Speedel is a UK B2B courier firm that works with aerospace and manufacturing companies. It uses hundreds of vehicles every day on multiple routes. This means billions of possible variants in route creation. A conventional computer can’t process so many shipment simulations, so the company decided to implement quantum computing. They developed a practical app running on quantum algorithms. The app calculates all the possible options in planning and routing (yes, those billions mentioned earlier), does traffic simulations, and, finally, identifies the best option. For a fleet of hundreds of vehicles, this means huge time and money savings. Now, Speedel gets more shipments delivered in a shorter time frame.
The French company, Qubit Pharmaceuticals, uses quantum computing to model how molecules behave and interact. It’s a small research team without the resources of big pharma. However, in March 2022, they launched an ambitious program for designing novel COVID-19 treatments. What’s more, their algorithms helped discover the most suitable compounds in just six months. Qubit Pharmaceuticals tested huge data libraries to find compounds that could help fight the virus. Their solution carried out simulations with drug candidates and modeled possible chemical reactions. In the end, they discovered two novel drug candidates and brought them to a further drug development stage. The research is ongoing. Over six months, the team has shown astonishing results, given the time and cost constraints.
Neuromorphic computing
However there is more.
The neuromorphic chip is a silicon chip designed to mimic the form of the human brain. This game-changing approach transforms the way our devices process information, moving them closer to the way our brains process information.
Neural networks can now be etched into silicon not unlike the billions of neurons and synapses that form our nervous system and brain. This means software and data no longer have to be processed on different chips, they can be stored and processed on the same chip—saving significant time, energy and space.
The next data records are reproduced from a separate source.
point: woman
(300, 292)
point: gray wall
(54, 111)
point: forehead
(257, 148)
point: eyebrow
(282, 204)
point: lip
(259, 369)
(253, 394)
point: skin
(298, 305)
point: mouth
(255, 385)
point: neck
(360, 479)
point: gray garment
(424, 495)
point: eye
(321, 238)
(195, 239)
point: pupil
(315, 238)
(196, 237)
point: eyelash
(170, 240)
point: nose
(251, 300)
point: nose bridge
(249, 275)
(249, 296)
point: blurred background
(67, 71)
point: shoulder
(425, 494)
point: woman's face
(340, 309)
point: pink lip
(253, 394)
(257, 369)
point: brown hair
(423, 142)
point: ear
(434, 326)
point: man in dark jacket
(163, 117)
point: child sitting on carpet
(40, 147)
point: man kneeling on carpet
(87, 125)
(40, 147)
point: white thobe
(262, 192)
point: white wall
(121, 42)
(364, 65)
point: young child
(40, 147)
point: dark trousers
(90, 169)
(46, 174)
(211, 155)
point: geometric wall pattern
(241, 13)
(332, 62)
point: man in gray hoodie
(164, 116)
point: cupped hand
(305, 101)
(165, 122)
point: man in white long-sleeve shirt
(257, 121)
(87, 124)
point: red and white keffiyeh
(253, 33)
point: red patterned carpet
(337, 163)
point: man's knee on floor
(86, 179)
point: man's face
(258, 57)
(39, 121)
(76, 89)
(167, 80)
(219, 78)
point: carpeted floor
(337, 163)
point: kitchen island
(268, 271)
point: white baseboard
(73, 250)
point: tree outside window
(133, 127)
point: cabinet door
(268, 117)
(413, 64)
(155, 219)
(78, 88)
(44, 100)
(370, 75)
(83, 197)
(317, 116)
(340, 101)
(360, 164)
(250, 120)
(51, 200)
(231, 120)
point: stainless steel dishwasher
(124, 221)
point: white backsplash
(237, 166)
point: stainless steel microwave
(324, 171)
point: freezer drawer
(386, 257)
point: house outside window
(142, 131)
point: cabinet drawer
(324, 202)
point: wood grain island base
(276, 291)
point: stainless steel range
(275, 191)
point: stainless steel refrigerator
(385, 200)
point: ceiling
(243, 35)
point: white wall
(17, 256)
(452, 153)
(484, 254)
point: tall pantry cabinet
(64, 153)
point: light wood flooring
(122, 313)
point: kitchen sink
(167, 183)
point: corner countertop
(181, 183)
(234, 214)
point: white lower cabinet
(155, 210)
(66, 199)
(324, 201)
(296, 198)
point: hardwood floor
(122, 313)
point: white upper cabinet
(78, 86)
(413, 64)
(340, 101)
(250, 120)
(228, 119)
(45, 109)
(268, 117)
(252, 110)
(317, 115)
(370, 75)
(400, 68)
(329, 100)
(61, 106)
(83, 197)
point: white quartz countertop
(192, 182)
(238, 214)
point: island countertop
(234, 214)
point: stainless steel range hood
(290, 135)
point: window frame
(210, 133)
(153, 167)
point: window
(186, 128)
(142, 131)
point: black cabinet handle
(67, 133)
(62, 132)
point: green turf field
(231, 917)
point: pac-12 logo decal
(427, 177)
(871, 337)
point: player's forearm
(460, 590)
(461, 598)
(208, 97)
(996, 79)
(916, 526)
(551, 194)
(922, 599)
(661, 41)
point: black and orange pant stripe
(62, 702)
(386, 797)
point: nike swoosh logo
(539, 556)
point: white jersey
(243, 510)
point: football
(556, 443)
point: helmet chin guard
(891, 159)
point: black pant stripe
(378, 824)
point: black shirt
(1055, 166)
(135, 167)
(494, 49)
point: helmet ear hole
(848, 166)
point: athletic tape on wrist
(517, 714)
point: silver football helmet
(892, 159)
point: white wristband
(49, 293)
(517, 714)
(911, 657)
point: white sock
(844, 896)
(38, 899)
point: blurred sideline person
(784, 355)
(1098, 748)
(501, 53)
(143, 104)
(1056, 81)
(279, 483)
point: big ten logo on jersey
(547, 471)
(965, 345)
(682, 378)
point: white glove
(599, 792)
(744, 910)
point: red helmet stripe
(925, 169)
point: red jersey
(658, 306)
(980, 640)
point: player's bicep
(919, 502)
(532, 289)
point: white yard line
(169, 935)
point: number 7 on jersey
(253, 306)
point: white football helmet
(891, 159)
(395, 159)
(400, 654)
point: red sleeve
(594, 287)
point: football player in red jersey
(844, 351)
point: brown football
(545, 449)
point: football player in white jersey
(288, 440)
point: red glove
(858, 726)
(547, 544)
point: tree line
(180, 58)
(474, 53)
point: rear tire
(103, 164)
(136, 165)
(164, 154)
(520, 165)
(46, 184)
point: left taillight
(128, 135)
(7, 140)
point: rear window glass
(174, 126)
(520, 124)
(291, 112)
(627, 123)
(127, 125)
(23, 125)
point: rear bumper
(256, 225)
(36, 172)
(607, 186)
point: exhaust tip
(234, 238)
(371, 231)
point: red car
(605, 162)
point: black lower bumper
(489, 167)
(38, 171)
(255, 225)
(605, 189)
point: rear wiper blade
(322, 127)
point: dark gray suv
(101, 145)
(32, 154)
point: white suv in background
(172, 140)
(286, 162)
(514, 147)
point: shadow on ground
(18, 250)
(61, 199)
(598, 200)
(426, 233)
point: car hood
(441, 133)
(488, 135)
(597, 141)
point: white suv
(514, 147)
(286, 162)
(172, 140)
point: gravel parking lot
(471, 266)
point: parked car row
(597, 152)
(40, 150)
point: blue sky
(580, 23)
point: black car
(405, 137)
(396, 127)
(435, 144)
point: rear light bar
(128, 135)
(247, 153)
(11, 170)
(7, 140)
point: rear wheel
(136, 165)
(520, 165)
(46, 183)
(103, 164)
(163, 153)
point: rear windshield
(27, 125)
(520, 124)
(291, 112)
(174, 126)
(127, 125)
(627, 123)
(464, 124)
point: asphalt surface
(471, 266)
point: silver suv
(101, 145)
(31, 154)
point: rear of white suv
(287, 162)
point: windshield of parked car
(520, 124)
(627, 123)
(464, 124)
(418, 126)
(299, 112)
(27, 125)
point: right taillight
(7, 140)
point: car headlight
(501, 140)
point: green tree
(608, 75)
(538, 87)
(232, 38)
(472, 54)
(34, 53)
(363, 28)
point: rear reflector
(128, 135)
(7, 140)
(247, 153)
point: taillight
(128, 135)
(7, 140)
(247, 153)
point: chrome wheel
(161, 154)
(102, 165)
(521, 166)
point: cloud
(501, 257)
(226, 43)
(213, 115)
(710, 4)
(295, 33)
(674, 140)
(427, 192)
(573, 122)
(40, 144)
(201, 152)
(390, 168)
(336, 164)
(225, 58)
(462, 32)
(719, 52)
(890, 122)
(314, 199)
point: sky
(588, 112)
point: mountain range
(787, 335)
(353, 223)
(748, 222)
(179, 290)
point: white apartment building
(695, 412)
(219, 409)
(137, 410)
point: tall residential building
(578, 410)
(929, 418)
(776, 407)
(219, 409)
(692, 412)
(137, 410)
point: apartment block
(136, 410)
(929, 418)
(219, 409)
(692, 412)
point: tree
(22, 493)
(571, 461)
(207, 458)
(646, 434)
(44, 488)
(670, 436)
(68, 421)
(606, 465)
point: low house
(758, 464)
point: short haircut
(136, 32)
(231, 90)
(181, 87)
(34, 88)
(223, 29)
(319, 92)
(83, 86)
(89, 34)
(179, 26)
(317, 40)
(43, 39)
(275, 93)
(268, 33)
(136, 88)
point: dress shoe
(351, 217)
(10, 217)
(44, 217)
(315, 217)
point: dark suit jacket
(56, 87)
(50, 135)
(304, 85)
In many ways, it is a great example of how our modern world, already powered by software, is about to change in a really big way.
Neuromorphic computation and quantum computing always seemed that they were years away. The fact is commercial neuromorphic chips and quantum computers are in use today. These two new technologies are going to change what looked like a straight path to Artificial Intelligence.
- Aerospace and defense: Neuromorphic computing architecture can help in pattern recognition, event reasoning, and robust decision-making. It can also aid in adaptive learning and autonomous tasking for energy-efficient agile Air Force platforms.
- Self-driving cars: Similar to space communications, neuromorphic computing enhances self-driving. In imitation of the human brain, neuromorphic chips attempt to think and learn on their own and then adapt their learning to unexpected scenarios on the road.
While conventional computers run commands sequentially, neuromorphic computers process and store data almost at the same time. This makes self-driving cars more energy efficient. It can also help autonomous vehicles learn skills and execute tasks more efficiently. - Healthcare: Neuromorphic platforms can be used for the hardware-based implementation of ML methods in treating Chronic Obstructive Pulmonary Disease (COPD) in home-care environments. Real-time analysis of data can be obtained by bringing data from the backend onto a neuromorphic chip. Furthermore, securing sensitive medical data on a single chip complies better with patient privacy regulations. Since neuromorphic platforms process data near a patient, it offers a large fault tolerance for medical applications. Moreover, hardware-based neuromorphic systems require less computational power making them perfect for PoC medical devices.